Diane Bryant, general manager of Intel's data centre group, said the processor is designed to provide a common base for compute, storage and network-oriented workloads in the datacentre.
"There is a clear value proposition to running all compute storage and networking workloads on a common architecture," she said at an event launching the processor today.
"We're moving datacentre infrastructure from static to dynamic, from manual to automated, from proprietary to open standard running on a common architecture."
Two hundreds and fifty machines, servers as well as storage and network appliances, which use the new Haswell-EP-based processor will be available within 60 days. These machines include new releases from large server OEMs, such as Dell and HP. As well as delivering more than 22 standard SKUs, Intel has also released 20 custom versions of the processor tailored to customer workloads.
Overall processor performance is boosted by upping the maximum number of cores to 18, while a range of features have been added to accelerate common datacentre workloads.

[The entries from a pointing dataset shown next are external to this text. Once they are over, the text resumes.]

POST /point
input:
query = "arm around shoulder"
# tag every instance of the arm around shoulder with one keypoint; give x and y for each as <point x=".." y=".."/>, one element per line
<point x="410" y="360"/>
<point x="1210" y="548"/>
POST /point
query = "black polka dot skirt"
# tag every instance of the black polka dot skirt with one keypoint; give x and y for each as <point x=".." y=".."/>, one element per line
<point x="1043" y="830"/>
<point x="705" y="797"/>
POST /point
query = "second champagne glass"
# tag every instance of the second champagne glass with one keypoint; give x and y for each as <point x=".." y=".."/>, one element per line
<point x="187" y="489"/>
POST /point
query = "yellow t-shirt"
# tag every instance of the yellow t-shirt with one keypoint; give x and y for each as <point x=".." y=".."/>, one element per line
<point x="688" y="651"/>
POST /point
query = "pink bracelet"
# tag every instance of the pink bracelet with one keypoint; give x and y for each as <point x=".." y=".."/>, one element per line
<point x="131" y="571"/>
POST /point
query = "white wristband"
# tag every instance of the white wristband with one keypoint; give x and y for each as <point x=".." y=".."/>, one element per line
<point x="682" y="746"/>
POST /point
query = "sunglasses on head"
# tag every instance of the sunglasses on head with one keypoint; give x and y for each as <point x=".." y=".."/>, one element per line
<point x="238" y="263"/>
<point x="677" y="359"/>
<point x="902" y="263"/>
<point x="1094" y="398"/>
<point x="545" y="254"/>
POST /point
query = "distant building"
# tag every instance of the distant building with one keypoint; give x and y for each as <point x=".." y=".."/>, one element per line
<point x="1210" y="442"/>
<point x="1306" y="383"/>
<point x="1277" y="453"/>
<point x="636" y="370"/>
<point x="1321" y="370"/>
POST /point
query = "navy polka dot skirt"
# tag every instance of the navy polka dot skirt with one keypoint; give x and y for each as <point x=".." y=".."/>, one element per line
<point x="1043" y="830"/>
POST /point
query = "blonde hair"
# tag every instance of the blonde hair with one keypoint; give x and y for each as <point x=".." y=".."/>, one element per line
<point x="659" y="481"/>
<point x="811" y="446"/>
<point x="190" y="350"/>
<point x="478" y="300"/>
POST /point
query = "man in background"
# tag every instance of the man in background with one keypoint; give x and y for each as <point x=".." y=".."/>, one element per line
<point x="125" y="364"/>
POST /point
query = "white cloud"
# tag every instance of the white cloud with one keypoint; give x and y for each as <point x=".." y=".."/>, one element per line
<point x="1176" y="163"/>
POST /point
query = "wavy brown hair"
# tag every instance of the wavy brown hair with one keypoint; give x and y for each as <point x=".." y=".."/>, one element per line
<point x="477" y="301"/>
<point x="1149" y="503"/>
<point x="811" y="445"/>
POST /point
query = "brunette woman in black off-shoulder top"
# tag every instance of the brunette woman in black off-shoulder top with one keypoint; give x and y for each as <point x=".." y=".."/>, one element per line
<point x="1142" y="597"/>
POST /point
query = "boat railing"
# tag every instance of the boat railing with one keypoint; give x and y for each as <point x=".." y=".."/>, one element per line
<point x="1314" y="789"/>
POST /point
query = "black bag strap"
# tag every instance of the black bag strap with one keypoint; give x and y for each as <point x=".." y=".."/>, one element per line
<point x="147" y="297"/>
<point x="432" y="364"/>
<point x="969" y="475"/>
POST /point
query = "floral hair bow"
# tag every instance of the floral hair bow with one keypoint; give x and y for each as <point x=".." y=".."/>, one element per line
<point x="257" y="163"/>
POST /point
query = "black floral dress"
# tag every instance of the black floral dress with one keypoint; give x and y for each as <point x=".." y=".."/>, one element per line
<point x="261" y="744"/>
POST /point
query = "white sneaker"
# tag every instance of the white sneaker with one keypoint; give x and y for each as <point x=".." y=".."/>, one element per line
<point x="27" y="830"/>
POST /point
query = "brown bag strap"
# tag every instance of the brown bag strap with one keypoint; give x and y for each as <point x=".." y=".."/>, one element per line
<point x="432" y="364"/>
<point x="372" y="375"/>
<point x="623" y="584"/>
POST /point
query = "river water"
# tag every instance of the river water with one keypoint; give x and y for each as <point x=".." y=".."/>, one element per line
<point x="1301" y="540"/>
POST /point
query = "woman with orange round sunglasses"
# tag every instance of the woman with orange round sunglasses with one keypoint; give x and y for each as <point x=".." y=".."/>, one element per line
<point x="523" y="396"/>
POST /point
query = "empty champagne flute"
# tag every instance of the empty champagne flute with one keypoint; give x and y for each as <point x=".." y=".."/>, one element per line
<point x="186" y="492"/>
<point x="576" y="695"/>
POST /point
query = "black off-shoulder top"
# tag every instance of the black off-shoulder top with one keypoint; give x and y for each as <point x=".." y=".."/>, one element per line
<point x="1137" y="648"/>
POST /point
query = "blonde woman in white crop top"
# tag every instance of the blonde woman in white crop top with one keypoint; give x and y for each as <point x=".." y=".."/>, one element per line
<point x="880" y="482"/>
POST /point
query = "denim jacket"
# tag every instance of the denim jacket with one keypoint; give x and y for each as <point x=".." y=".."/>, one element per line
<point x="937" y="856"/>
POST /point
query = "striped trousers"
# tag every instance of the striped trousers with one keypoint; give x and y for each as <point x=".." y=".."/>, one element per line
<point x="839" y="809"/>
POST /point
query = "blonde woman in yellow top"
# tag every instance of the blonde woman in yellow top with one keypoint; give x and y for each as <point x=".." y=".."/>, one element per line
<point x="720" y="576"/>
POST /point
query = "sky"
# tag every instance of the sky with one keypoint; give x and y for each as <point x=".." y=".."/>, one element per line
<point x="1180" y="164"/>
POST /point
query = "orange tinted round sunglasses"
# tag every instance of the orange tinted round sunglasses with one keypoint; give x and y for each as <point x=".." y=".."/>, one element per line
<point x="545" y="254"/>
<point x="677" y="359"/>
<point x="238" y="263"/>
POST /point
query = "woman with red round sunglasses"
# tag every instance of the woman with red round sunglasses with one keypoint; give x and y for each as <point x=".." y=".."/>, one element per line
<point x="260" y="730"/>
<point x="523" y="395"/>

One of the new features in the E5 v3 is Intel Advanced Vector Extensions (AVX) 2. AVX 2 improves the chip's ability to handle certain high-performance computing, professional imaging and feature detection tasks, by adding support for fused multiply-add operations on floating point numbers. Bryant said that Linpack benchmarks demonstrated an up to 90 percent performance increase compared to systems based on the previous generation E5 processor. Software handling relevant math, codec, image processing and digital signal processing-related functions should also benefit from a widening of the processor's integer registers to 256-bits. Running certain hashing algorithms delivers a two times performance boost generation over generation, said Bryant.
Another addition is support for DDR4 memory, which offers up to 44 percent increased bandwidth and up to 50 percent power efficiency compared to DDR3 memory supported by the previous generation E5. These benchmarks were generated by Intel using two Intel Xeon E5-2699 v3 processors and 384GB of 2133 MT/s DDR 4 memory arranged in three DIMMs per channel.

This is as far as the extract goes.